# taz.de -- Recherchen im Neonazi-Milieu: „Die Schnüffelei hat mir geschadet“
       
       > Die Journalistin Andrea Röpke recherchiert in Neonazi-Strukturen und
       > wurde vom Verfassungsschutz ausgespäht. Sie erklärt, warum sie sich nicht
       > einschüchtern lässt
       
 (IMG) Bild: Sie beobachtet Neonazis und geriet dafür ins Visier des Verfassungsschutzes: Andrea Röpke
       
       taz: Frau Röpke, Meinen Sie, wir schaffen ein ganzes Interview, ohne über
       Ihr Fachgebiet Neonazis zu sprechen? 
       
       Andrea Röpke: Das wäre mal eine Herausforderung.
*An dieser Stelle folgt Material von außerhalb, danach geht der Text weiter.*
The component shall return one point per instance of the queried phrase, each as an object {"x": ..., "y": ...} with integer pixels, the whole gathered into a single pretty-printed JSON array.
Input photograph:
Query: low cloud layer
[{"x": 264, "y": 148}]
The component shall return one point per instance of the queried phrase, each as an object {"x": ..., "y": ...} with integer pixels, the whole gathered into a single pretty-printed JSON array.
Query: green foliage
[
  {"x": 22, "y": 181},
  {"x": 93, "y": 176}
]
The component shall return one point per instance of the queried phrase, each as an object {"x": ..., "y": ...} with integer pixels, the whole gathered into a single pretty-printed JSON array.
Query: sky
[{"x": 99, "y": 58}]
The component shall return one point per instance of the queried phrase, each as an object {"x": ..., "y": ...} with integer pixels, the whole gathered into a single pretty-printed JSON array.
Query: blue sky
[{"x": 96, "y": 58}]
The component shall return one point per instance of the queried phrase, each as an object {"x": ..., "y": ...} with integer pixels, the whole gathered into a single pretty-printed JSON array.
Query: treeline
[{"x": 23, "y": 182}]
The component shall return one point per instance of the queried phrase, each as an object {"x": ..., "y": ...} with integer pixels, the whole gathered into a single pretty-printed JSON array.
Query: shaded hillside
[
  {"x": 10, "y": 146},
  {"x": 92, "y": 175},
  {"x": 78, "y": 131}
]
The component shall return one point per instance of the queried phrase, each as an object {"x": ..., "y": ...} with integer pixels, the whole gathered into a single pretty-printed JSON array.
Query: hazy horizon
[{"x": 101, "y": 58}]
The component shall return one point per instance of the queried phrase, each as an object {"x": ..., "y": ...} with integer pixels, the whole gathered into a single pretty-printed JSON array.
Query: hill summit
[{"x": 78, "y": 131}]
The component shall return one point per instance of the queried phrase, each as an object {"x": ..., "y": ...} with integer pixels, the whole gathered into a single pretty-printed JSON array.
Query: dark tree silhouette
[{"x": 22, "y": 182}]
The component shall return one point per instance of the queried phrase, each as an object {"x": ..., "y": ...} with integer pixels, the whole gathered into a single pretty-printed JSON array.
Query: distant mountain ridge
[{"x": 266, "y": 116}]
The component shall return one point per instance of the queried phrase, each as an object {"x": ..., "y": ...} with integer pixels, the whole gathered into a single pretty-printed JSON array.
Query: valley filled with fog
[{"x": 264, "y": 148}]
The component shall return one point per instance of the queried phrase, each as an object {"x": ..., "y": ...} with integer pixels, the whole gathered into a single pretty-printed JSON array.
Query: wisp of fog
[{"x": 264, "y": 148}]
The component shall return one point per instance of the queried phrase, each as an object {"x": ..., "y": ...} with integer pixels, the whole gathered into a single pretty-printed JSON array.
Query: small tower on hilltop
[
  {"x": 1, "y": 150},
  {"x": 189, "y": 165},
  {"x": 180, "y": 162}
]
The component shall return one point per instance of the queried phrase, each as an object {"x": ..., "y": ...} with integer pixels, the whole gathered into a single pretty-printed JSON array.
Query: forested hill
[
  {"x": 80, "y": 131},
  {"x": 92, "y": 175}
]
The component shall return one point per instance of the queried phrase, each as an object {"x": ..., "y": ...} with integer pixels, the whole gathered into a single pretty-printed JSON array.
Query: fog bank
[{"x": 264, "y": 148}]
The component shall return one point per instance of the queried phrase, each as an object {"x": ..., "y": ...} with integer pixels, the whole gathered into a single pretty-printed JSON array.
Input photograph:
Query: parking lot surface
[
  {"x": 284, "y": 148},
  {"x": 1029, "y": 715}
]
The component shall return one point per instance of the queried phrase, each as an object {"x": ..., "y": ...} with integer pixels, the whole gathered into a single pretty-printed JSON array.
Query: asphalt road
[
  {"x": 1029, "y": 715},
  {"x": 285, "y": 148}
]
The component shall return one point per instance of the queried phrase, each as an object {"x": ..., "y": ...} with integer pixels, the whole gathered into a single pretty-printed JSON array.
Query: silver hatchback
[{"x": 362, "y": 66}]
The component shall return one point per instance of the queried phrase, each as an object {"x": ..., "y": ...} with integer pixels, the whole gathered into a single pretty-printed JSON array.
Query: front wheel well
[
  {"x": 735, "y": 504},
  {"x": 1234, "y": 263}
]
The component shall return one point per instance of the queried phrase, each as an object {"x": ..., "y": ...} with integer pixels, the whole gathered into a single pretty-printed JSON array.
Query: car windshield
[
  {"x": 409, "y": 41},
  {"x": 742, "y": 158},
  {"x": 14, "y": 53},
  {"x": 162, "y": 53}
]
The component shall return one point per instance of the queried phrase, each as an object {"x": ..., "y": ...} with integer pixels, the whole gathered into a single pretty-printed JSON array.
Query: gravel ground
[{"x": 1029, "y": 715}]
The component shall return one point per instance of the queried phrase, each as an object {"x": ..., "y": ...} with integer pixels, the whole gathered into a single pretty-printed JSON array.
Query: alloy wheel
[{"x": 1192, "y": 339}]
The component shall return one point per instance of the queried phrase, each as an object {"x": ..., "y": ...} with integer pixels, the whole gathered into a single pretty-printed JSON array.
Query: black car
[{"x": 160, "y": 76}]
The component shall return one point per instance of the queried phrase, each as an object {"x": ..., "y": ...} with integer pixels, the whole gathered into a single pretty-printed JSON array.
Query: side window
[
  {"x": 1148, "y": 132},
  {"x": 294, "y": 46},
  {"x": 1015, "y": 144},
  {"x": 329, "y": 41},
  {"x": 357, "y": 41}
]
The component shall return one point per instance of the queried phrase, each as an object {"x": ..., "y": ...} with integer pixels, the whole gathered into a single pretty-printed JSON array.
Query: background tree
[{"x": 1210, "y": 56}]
Was mich brennend
       interessiert, ist die Kälberhaltung. Wir können gern über Tierquälerei
       sprechen.
       
       Wieso die Kälberhaltung? 
       
       Wenn man übers Land fährt, sieht man diese Plastik-Bauten, wo die Kälber
       nur einen Meter Platz haben. Die werden sofort von der Mutter getrennt. Das
       regt mich auf. Ich habe das fotografiert.
       
       Sie haben in dem Bereich recherchiert? 
       
       Nein, aber ich weiß, dass ein Kollege an dem Thema dran ist und da habe ich
       hin und wieder mal ein Foto als Beleg gesichert. Mein eigenes Thema, über
       das wir ja versuchen wollten, nicht zu sprechen, gibt genug her.
       
       Können Sie auch mal abschalten? 
       
       Ja, beim Segeln oder Fahrradfahren. Ich bin ein Naturfreak. Ich finde es
       immer lustig, wenn die Leute, über die ich recherchiere, mir vorwerfen, ich
       wäre eine verschrobene Einzelgängerin, die mit Natur, Land und Familie
       nichts anfangen könne. Die haben keine Ahnung.
       
       Sie legen viel Wert darauf, dass über Ihr Privatleben nichts bekannt wird. 
       
       Gerade in Zeiten sozialer Netzwerke ist die Gefahr groß, dass irgendjemand
       etwas herausfindet. Für das, was ich selber mache, kann ich gerade stehen.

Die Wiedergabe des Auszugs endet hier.